Enteroviruses are a genus of (+)ssRNA viruses associated with several human and mammalian diseases. Serologic studies have distinguished 66 human enterovirus serotypes on the basis of antibody neutralization tests. Additional antigenic variants have been defined within several of the serotypes on the basis of reduced or nonreciprocal cross-neutralization between variant strains. On the basis of their pathogenesis in humans and animals, the enteroviruses were originally classified into four groups, polioviruses, Coxsackie A viruses (CA), Coxsackie B viruses (CB), and echoviruses, but it was quickly realized that there were significant overlaps in the biological properties of viruses in the different groups. Enteroviruses isolated more recently are named with a system of consecutive numbers: EV68, EV69, EV70, and EV71, etc.[1]

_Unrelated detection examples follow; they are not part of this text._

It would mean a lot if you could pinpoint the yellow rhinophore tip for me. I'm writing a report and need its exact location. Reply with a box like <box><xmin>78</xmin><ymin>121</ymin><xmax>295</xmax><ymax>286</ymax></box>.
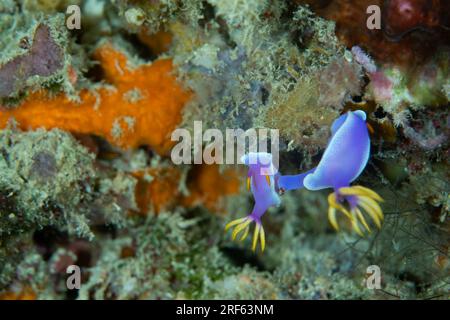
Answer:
<box><xmin>225</xmin><ymin>217</ymin><xmax>266</xmax><ymax>252</ymax></box>
<box><xmin>252</xmin><ymin>224</ymin><xmax>261</xmax><ymax>252</ymax></box>
<box><xmin>231</xmin><ymin>219</ymin><xmax>252</xmax><ymax>240</ymax></box>
<box><xmin>328</xmin><ymin>186</ymin><xmax>384</xmax><ymax>236</ymax></box>
<box><xmin>328</xmin><ymin>206</ymin><xmax>339</xmax><ymax>231</ymax></box>
<box><xmin>225</xmin><ymin>217</ymin><xmax>247</xmax><ymax>232</ymax></box>
<box><xmin>259</xmin><ymin>225</ymin><xmax>266</xmax><ymax>252</ymax></box>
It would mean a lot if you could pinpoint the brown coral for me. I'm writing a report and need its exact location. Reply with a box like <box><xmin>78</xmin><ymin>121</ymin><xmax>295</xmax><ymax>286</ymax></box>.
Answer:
<box><xmin>0</xmin><ymin>44</ymin><xmax>191</xmax><ymax>154</ymax></box>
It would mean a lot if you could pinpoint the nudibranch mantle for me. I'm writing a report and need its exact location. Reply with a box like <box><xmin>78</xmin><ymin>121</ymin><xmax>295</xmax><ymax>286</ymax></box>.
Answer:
<box><xmin>303</xmin><ymin>110</ymin><xmax>384</xmax><ymax>236</ymax></box>
<box><xmin>303</xmin><ymin>110</ymin><xmax>370</xmax><ymax>190</ymax></box>
<box><xmin>225</xmin><ymin>152</ymin><xmax>281</xmax><ymax>251</ymax></box>
<box><xmin>241</xmin><ymin>152</ymin><xmax>281</xmax><ymax>220</ymax></box>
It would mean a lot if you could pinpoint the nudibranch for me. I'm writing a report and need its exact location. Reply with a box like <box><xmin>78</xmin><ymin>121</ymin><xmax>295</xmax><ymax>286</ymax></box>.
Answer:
<box><xmin>225</xmin><ymin>152</ymin><xmax>314</xmax><ymax>251</ymax></box>
<box><xmin>303</xmin><ymin>110</ymin><xmax>383</xmax><ymax>236</ymax></box>
<box><xmin>225</xmin><ymin>152</ymin><xmax>280</xmax><ymax>251</ymax></box>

Enteroviruses affect millions of people worldwide each year, and are often found in the respiratory secretions (e.g., saliva, sputum, or nasal mucus) and stool of an infected person. Historically, poliomyelitis was the most significant disease caused by an enterovirus, Poliovirus. There are 62 non-polio enteroviruses that can cause disease in humans: 23 Coxsackie A viruses, 6 Coxsackie B viruses, 28 echoviruses, and 5 other enteroviruses.[2] Poliovirus, as well as coxsackie and echovirus are spread through the fecal-oral route. Infection can result in a wide variety of symptoms ranging from mild respiratory illness (common cold), hand, foot and mouth disease, acute hemorrhagic conjunctivitis, aseptic meningitis, myocarditis, severe neonatal sepsis-like disease, and acute flaccid paralysis.[2]

Species and genetics

Enteroviruses are members of the picornavirus family, a large and diverse group of small RNA viruses characterized by a single positive-strand genomic RNA. All enteroviruses contain a genome of approximately 7,500 bases and are known to have a high mutation rate due to low-fidelity replication and frequent recombination.[3] After infection of the host cell, the genome is translated in a cap-independent manner into a single polyprotein, which is subsequently processed by virus-encoded proteases into the structural capsid proteins and the nonstructural proteins, which are mainly involved in the replication of the virus.[4]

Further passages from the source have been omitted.